Magdalen College is the lay-patron of some thirty livings in twelve counties. All these livings are naturally held by old Magdalen men who, being MAs of Oxford University, would of course be entitled to vote, provided –and only provided,– that they happened to be in Oxford on the day of election. But how can country clergymen be persuaded to abandon their cosy rural vicarages in Leicestershire and Lincolnshire, Warwickshire and Wiltshire, and make the tedious journey to Oxford,–which, being known as a place of learning, naturally has singularly little attraction for them? On such a question the Fellows naturally addressed themselves to their chaplain, now–since his nomination–doubly interested in the success of the college policy; and he as naturally, from his own experience, assured them that only two temptations were strong enough to overcome the habitual sloth of his order, cash and food. Thereupon the fellows sent for the bursar, and finding that cash was plentiful in the coffers of the college (it is the richest college in Oxford and even then had a gross annual revenue of well over £100,000) they decided to declare a dividend to be paid to all the incumbents of college livings–provided that the said incumbents attended in person to draw it on the day of issue: which day was conveniently fixed to be the day of election to the chair of Poetry.
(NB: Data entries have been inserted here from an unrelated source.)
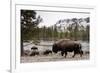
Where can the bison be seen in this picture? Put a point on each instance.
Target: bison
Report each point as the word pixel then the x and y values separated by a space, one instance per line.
pixel 34 48
pixel 65 46
pixel 33 53
pixel 46 52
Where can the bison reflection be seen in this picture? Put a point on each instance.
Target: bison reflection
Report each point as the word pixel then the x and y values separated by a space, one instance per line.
pixel 67 46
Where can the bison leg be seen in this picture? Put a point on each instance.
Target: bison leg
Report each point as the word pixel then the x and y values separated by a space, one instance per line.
pixel 81 53
pixel 74 55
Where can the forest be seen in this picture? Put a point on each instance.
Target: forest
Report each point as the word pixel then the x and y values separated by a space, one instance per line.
pixel 73 28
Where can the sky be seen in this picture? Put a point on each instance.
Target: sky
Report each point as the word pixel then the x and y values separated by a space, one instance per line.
pixel 50 18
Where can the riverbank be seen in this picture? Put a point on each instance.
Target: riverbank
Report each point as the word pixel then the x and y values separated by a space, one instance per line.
pixel 51 57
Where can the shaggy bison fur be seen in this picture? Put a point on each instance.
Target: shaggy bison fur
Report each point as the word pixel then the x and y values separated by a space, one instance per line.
pixel 67 46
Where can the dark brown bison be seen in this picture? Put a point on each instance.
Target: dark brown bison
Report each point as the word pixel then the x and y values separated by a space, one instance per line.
pixel 46 52
pixel 67 46
pixel 33 53
pixel 34 48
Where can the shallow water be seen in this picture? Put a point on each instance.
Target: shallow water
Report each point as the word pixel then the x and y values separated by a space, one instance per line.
pixel 43 45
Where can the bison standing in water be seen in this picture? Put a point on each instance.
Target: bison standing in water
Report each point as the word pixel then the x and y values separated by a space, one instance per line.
pixel 67 46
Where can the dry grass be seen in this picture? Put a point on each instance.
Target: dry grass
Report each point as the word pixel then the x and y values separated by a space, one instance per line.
pixel 52 57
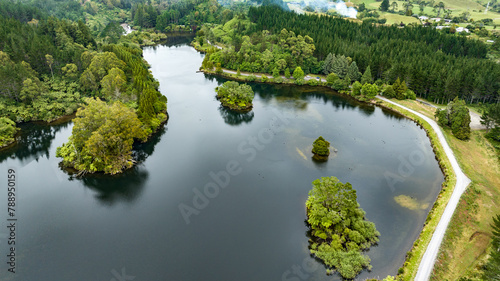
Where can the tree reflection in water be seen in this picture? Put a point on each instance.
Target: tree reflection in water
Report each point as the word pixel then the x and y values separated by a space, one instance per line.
pixel 33 142
pixel 127 186
pixel 235 118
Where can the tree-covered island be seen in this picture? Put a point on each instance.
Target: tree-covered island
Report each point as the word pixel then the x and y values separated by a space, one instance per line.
pixel 339 231
pixel 235 96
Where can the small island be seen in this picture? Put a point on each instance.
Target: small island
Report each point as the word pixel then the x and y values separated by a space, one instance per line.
pixel 339 231
pixel 321 149
pixel 235 96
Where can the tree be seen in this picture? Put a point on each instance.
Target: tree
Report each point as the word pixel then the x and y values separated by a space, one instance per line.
pixel 338 228
pixel 457 116
pixel 328 64
pixel 298 73
pixel 7 131
pixel 389 92
pixel 31 90
pixel 113 83
pixel 491 115
pixel 369 90
pixel 356 88
pixel 400 89
pixel 353 71
pixel 287 73
pixel 459 119
pixel 491 269
pixel 235 96
pixel 102 138
pixel 367 76
pixel 384 6
pixel 331 78
pixel 394 6
pixel 276 72
pixel 321 147
pixel 50 62
pixel 70 71
pixel 340 65
pixel 440 7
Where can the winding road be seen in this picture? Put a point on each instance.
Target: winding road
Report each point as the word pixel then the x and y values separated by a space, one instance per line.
pixel 427 263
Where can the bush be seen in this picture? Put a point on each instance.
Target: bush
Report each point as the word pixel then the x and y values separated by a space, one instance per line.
pixel 339 230
pixel 321 147
pixel 251 78
pixel 7 131
pixel 411 95
pixel 312 82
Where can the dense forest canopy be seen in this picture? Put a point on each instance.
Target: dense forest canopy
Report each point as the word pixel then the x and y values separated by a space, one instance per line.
pixel 436 66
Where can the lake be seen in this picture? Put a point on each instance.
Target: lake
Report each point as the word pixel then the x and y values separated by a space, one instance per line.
pixel 217 195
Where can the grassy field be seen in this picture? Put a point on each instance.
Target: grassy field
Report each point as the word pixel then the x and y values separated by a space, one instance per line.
pixel 415 255
pixel 467 239
pixel 457 7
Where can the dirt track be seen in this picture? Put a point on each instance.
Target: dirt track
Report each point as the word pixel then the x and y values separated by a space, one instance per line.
pixel 427 263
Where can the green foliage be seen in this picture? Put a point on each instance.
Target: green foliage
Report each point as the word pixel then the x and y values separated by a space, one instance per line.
pixel 353 71
pixel 339 230
pixel 262 51
pixel 410 95
pixel 356 88
pixel 7 131
pixel 384 6
pixel 298 73
pixel 369 90
pixel 331 79
pixel 113 84
pixel 491 269
pixel 400 89
pixel 287 73
pixel 321 147
pixel 102 138
pixel 251 78
pixel 218 68
pixel 300 81
pixel 456 115
pixel 435 65
pixel 367 76
pixel 312 82
pixel 143 38
pixel 389 92
pixel 235 96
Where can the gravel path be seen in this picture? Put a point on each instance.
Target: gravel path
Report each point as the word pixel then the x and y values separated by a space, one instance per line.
pixel 427 263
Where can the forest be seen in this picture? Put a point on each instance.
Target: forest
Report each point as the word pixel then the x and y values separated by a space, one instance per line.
pixel 436 66
pixel 50 65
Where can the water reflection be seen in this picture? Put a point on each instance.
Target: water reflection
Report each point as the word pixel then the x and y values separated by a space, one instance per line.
pixel 33 142
pixel 234 118
pixel 127 186
pixel 141 151
pixel 124 187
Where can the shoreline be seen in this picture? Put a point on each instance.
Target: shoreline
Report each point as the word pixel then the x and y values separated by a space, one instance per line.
pixel 416 252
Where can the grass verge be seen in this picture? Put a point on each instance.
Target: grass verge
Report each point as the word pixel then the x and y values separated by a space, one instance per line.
pixel 414 256
pixel 465 245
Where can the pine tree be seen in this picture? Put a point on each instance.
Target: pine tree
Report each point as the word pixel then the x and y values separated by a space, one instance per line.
pixel 340 65
pixel 328 64
pixel 353 71
pixel 367 76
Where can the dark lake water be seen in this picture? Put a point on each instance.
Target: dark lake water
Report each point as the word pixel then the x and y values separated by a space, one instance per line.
pixel 253 172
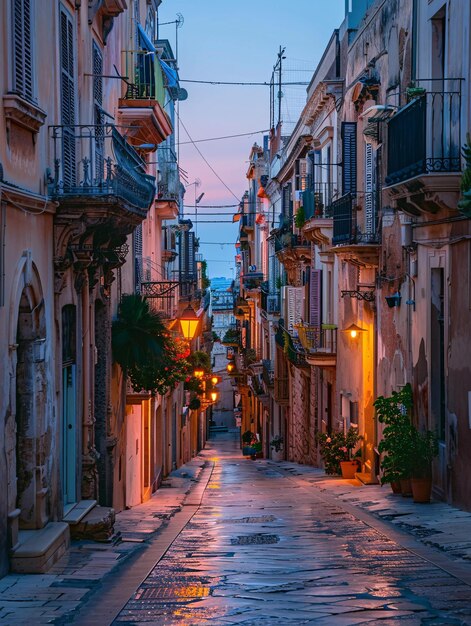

As a gesture of civility the clergymen were of course informed that they could rely on lavish entertainment in the college during this remunerative visit.
What need of further words? On the appointed day all roads leading to Magdalen College were black with travel-stained clergymen converging on their dividends. Arrived at the college, they ate, they drank, they voted. It is even maintained by some that they voted unawares, signing the voting papers for the Revd Adam Fox in the mistaken belief that they were signing receipts for their dividends. And meanwhile from Radley School, for miles out of Oxford, –a school of which Adam Fox had formerly been Warden– specially chartered buses brought the loyal undermasters to the polling booth. This sudden mass-invasion of the Magdalen interest turned the scales: the devotees of literature found their votes divided between the other candidates; and the Revd Adam Fox, as Professor of Poetry in Oxford, saved the Magdalen monopoly for another five years. He did not, of course, write a any more poetry: Old King Cole remains his only achievement in that line.